Nos dias 21 e 22 de outubro de 1762, a Vila de S. Vicente da beira esteve ocupada por uma força militar franco-espanhola (episódio da Guerra dos Sete Anos): houve dois mortos, incendiaram a casa da Câmara e muitas habitações e levaram preso o Pe. José Antunes do Casal da Serra, capelão de Santiago da Partida, e certamente outras pessoas (na Póvoa de Rio de Moinhos levaram 8 pessoas das mais importantes).

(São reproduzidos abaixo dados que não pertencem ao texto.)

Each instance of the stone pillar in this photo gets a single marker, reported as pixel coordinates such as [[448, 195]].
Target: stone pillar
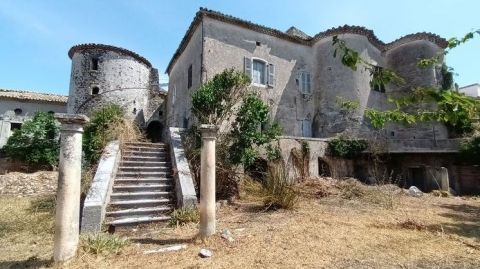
[[67, 209], [207, 181]]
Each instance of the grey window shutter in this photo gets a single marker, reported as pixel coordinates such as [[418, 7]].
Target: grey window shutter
[[271, 75], [247, 67]]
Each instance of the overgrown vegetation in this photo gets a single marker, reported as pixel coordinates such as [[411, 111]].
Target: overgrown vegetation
[[102, 243], [227, 100], [107, 123], [346, 148], [456, 110], [36, 143], [182, 216]]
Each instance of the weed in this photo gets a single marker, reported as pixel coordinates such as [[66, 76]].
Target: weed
[[104, 244], [183, 216], [277, 191]]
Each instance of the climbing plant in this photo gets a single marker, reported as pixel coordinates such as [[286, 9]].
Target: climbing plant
[[455, 109], [37, 142]]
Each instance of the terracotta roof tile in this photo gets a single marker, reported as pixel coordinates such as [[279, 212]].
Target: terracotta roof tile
[[33, 96], [297, 36]]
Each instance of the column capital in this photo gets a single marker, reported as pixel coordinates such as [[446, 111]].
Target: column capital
[[208, 131], [74, 119]]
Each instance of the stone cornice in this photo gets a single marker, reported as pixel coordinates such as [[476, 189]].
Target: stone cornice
[[92, 46], [308, 41]]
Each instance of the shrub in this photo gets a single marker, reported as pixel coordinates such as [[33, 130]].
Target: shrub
[[277, 191], [183, 216], [108, 123], [346, 148], [37, 142], [470, 150], [104, 244]]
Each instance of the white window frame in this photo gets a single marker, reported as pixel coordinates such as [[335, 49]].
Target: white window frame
[[300, 82], [265, 72]]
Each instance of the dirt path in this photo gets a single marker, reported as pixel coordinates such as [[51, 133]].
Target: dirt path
[[388, 230]]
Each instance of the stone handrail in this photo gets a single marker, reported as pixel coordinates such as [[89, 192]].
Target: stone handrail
[[98, 195], [184, 186]]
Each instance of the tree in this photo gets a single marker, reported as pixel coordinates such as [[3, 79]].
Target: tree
[[37, 142]]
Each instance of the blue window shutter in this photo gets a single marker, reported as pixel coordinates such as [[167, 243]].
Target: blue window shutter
[[271, 75], [247, 67]]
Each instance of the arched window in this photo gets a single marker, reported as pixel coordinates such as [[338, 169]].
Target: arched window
[[94, 64], [95, 90]]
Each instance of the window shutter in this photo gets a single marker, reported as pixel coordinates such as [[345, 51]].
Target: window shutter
[[271, 75], [247, 67]]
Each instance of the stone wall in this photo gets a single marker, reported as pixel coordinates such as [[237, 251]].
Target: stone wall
[[179, 95], [121, 79]]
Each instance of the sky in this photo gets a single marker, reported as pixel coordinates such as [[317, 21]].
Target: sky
[[35, 36]]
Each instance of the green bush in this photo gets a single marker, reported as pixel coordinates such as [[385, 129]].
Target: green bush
[[37, 142], [346, 148], [183, 216], [104, 244], [470, 150]]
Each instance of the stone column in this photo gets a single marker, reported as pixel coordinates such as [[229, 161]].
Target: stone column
[[67, 209], [207, 181]]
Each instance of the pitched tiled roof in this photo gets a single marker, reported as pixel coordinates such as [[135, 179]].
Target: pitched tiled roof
[[32, 96], [90, 46], [297, 36]]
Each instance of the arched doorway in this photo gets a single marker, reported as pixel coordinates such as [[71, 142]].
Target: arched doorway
[[154, 131]]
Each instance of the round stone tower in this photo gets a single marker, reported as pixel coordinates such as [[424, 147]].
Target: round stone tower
[[103, 74]]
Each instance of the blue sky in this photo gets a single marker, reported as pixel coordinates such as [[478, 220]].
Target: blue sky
[[35, 36]]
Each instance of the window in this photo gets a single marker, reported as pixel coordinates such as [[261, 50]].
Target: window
[[304, 82], [94, 64], [260, 71], [190, 73], [95, 90], [378, 85]]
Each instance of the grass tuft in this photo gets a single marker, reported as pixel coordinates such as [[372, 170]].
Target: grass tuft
[[102, 243], [182, 216]]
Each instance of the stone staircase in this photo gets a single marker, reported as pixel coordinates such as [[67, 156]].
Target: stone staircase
[[143, 190]]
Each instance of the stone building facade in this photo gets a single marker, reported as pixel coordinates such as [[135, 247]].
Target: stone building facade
[[298, 75], [104, 74], [18, 106]]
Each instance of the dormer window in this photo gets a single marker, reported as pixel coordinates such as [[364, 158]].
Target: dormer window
[[94, 64], [260, 71]]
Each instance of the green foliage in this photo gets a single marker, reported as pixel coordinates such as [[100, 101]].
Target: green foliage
[[104, 244], [37, 142], [273, 153], [251, 129], [277, 191], [346, 148], [182, 216], [99, 131], [470, 151], [214, 100]]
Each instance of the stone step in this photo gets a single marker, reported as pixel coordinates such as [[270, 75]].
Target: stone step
[[136, 220], [144, 144], [144, 148], [144, 180], [140, 203], [134, 158], [142, 187], [141, 195], [146, 169], [140, 174], [145, 163], [129, 153], [140, 211]]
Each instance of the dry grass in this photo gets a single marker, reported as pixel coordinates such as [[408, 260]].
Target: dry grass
[[325, 230]]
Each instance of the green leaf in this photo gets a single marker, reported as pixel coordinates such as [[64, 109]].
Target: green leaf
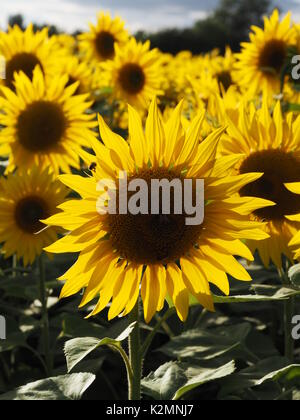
[[294, 274], [67, 387], [275, 294], [207, 344], [75, 326], [289, 373], [174, 379], [294, 107], [255, 375], [79, 348]]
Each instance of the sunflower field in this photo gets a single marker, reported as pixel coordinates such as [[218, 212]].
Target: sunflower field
[[128, 306]]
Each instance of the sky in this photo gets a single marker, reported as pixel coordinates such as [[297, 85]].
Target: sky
[[70, 15]]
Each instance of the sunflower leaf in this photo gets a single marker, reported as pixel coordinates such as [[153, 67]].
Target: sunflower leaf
[[198, 344], [67, 387], [294, 274], [78, 349], [174, 379]]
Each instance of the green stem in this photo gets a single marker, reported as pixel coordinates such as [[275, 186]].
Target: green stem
[[289, 306], [45, 318], [288, 317], [149, 339], [135, 356]]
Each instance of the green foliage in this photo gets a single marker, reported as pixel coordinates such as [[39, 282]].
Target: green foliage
[[68, 387], [228, 25]]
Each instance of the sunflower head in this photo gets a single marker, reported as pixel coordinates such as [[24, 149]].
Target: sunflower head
[[155, 253], [27, 197], [262, 60], [135, 73], [268, 141], [99, 44], [23, 51], [47, 124]]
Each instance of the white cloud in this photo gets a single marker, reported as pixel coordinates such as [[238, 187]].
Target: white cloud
[[149, 15]]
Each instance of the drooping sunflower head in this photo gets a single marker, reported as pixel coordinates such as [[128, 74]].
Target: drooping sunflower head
[[24, 50], [269, 142], [262, 60], [99, 44], [45, 123], [27, 197], [155, 249], [135, 73]]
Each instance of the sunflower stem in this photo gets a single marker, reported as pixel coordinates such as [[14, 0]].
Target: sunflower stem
[[135, 356], [45, 318], [288, 316], [289, 305]]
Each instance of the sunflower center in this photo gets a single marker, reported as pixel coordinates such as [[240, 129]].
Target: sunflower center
[[41, 126], [105, 45], [28, 213], [132, 78], [279, 168], [153, 238], [25, 62], [71, 82], [225, 79], [273, 56]]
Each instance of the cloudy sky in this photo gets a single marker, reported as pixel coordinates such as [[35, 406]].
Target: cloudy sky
[[140, 14]]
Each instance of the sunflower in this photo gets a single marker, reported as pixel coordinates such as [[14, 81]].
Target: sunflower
[[99, 44], [27, 196], [261, 60], [45, 123], [295, 241], [269, 144], [77, 71], [120, 252], [24, 50], [135, 73]]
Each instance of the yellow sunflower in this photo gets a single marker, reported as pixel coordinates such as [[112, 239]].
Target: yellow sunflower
[[99, 44], [77, 71], [45, 123], [269, 144], [294, 243], [120, 252], [135, 73], [26, 197], [261, 60], [24, 50]]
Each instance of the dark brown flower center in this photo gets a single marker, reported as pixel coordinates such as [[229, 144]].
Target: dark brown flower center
[[71, 82], [105, 45], [132, 78], [273, 56], [41, 126], [225, 79], [28, 213], [25, 62], [153, 238], [279, 168]]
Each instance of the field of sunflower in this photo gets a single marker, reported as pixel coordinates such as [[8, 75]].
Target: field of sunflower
[[101, 305]]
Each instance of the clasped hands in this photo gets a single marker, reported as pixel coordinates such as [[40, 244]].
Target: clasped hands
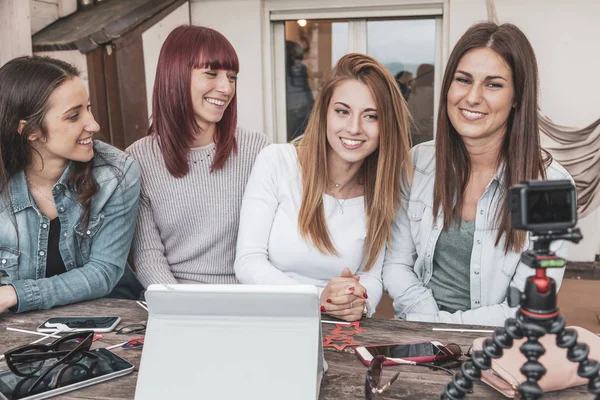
[[344, 297]]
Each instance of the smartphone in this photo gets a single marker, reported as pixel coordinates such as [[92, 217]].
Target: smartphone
[[96, 324], [401, 353], [95, 366]]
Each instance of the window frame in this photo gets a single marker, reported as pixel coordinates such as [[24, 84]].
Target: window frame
[[276, 12]]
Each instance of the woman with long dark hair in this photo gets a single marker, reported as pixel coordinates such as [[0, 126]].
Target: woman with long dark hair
[[68, 203], [319, 211], [195, 163], [454, 253]]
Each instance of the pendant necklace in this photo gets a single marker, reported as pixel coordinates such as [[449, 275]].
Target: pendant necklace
[[37, 189], [340, 203]]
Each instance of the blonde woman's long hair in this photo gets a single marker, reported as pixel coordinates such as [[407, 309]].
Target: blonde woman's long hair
[[383, 173]]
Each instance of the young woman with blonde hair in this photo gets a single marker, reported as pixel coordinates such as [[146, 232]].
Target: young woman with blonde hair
[[319, 211]]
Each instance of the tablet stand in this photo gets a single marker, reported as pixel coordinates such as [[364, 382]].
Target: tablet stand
[[537, 315]]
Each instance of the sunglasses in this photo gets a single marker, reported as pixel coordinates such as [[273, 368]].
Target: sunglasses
[[133, 329], [26, 361], [64, 374], [373, 378], [446, 354]]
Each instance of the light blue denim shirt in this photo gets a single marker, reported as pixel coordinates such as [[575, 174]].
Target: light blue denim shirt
[[408, 265], [94, 257]]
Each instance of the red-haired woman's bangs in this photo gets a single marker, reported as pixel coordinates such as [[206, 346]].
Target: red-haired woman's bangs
[[216, 52]]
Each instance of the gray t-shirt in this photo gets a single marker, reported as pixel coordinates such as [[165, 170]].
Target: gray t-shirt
[[450, 282]]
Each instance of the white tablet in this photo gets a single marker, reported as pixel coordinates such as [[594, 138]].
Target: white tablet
[[231, 341]]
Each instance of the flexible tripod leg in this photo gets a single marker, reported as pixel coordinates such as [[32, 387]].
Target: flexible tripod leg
[[533, 329], [577, 352], [502, 338]]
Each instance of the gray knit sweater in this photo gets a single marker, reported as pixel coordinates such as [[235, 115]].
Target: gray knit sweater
[[187, 227]]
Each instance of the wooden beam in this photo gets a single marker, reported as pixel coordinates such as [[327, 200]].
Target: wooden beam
[[15, 30]]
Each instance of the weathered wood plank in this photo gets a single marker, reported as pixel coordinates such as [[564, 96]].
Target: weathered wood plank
[[343, 381]]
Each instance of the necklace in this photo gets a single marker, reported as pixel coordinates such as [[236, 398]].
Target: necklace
[[341, 203], [37, 189]]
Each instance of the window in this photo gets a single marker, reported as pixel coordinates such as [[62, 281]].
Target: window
[[405, 36]]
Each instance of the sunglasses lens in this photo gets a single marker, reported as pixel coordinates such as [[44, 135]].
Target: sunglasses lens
[[25, 363], [449, 352], [375, 370], [81, 341]]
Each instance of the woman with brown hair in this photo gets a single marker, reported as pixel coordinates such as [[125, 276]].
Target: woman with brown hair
[[195, 163], [319, 211], [453, 253], [68, 203]]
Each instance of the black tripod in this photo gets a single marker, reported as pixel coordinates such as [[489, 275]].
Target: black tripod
[[538, 315]]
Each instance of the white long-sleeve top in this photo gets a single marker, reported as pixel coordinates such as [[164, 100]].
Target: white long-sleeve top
[[270, 249]]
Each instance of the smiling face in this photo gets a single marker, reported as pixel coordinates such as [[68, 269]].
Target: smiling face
[[69, 125], [481, 95], [212, 91], [352, 122]]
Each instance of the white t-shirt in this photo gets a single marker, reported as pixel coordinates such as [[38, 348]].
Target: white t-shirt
[[270, 249]]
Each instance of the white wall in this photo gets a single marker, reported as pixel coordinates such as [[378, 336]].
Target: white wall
[[15, 25], [240, 21], [564, 35], [152, 41]]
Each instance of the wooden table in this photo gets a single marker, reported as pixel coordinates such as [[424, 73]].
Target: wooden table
[[344, 379]]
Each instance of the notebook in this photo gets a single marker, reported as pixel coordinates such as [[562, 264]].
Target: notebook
[[231, 341]]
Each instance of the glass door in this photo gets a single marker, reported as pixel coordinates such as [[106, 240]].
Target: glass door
[[408, 47]]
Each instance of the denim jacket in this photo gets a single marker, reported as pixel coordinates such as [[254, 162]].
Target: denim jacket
[[408, 265], [94, 256]]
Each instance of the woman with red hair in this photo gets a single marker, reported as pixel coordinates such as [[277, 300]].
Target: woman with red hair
[[195, 163]]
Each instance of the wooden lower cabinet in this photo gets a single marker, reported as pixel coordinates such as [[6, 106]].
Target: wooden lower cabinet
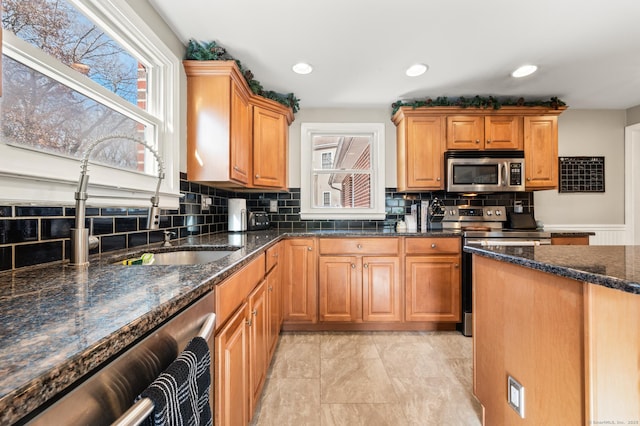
[[232, 371], [274, 295], [433, 288], [356, 287], [300, 292], [359, 289], [432, 280], [258, 342]]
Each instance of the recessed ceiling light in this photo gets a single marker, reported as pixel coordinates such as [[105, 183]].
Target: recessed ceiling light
[[524, 71], [302, 68], [416, 70]]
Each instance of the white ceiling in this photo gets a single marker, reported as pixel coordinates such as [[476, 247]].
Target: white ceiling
[[588, 52]]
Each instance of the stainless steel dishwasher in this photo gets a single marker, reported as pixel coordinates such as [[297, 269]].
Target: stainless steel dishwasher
[[111, 391]]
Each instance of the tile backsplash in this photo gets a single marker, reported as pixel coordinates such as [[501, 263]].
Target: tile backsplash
[[32, 235]]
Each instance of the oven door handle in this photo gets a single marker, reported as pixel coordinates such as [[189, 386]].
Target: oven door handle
[[509, 243]]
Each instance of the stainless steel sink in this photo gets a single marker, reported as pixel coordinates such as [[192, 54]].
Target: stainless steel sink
[[189, 257], [183, 256]]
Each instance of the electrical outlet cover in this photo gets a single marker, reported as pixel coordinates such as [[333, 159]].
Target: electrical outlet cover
[[515, 395]]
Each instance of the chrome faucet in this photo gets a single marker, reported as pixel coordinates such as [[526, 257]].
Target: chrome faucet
[[80, 236]]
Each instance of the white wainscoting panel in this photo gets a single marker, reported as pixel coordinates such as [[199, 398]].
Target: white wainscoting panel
[[605, 235]]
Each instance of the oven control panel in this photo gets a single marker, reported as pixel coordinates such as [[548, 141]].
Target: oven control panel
[[475, 213]]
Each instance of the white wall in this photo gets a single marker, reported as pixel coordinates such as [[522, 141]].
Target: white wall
[[320, 115], [587, 133]]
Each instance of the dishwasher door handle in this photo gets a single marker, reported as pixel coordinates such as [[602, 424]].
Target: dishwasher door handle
[[142, 409]]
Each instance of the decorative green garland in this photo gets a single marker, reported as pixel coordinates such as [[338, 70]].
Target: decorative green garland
[[476, 102], [212, 52]]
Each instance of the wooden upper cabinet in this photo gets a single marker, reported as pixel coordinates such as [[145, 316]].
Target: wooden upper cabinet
[[270, 144], [234, 138], [240, 149], [541, 152], [465, 132], [420, 148], [484, 132], [218, 123]]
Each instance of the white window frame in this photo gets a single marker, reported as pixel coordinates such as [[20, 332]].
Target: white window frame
[[377, 133], [29, 176]]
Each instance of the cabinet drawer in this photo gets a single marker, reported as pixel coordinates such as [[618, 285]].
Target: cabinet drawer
[[235, 289], [359, 246], [432, 245]]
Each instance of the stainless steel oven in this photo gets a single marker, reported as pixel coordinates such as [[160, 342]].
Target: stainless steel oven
[[484, 171], [483, 226]]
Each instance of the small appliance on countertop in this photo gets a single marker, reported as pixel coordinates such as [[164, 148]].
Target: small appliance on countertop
[[237, 214], [258, 221]]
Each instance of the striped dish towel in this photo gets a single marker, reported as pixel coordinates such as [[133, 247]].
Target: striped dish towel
[[180, 394]]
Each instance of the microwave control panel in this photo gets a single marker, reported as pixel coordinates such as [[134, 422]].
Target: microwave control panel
[[515, 174]]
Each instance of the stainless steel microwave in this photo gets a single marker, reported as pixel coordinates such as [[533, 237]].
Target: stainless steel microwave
[[484, 171]]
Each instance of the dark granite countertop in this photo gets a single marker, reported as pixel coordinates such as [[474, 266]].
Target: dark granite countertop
[[617, 267], [59, 323]]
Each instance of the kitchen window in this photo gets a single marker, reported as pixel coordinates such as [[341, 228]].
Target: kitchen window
[[345, 176], [74, 72]]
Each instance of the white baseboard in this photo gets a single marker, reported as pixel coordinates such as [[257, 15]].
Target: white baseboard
[[606, 235]]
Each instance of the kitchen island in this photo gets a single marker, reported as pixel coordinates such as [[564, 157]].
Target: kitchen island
[[562, 321]]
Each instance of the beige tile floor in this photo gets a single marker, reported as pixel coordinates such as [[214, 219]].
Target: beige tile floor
[[370, 378]]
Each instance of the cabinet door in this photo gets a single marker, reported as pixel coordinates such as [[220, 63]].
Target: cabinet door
[[465, 132], [381, 289], [339, 288], [503, 132], [420, 153], [240, 149], [258, 345], [299, 281], [541, 152], [232, 379], [432, 286], [270, 137]]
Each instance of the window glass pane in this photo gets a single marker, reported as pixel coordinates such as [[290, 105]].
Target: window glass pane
[[61, 31], [347, 190], [40, 113], [346, 152]]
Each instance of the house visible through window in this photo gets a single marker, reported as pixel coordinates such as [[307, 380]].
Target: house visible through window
[[45, 111], [345, 175], [80, 71]]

No ano de 1762, faleceram na freguesia 49 pessoas (a média anual era de 21 óbitos), tendo morrido 31 pessoas entre 21 de agosto e 30 de novembro. Neste período terá ocorrido uma epidemia que matou tão elevado número de pessoas, a qual coincidiu com o ataque castelhano.
As atas camarárias não referem uma praga de gafanhotos por esses anos, mas em maio de 1781 a Câmara recebeu um ofício da Provedoria de Castelo Branco, mandando que se tomassem providêcnias para evitar uma praga de gafanhotos que já afligia outras terras. E mandava ainda que se participasse ao Provedor da Misericórdia para que se rezassem novenas e preces na Igreja da Misericórdia, para que a praga de gafanhotos não atacasse a região. Será esta a origem da lenda de os gafanhotos terem vindo morrer na parede do altar-mor da Misericõrdia, por detrás da cruz com Cristo.
E terá sido esta tríplice ocorrência (guerra, peste e fome-praga de gafanhotos evitada) que reforçou a devoção ao Santo Cristo e mais tarde originou a criação dea sua festa anual.
Avisa-me o JMT de que o Pinharanda Gomes não é do tempo do Hipólito Raposo, mas bastante mais novo. É verdade, esqueci-me de perguntar ao sr. Google e ainda por cima esqueci-me de que ele enviou uma mensagem ao casal Salvado, a felicitar-me pelo meu artigo Instantes Saborosos, publicado nos Estudos de Castelo Branco, n.º 6, Nova Série, em 2007.
O estudo que ele fez da polémica que envolveu o Hipólito Raposo, no Seminário Maior da Guarda, é tão pormenorizado que, quando o li, ficou-me na cabeça que o Pinharanda Gomes vivera tudo aquilo.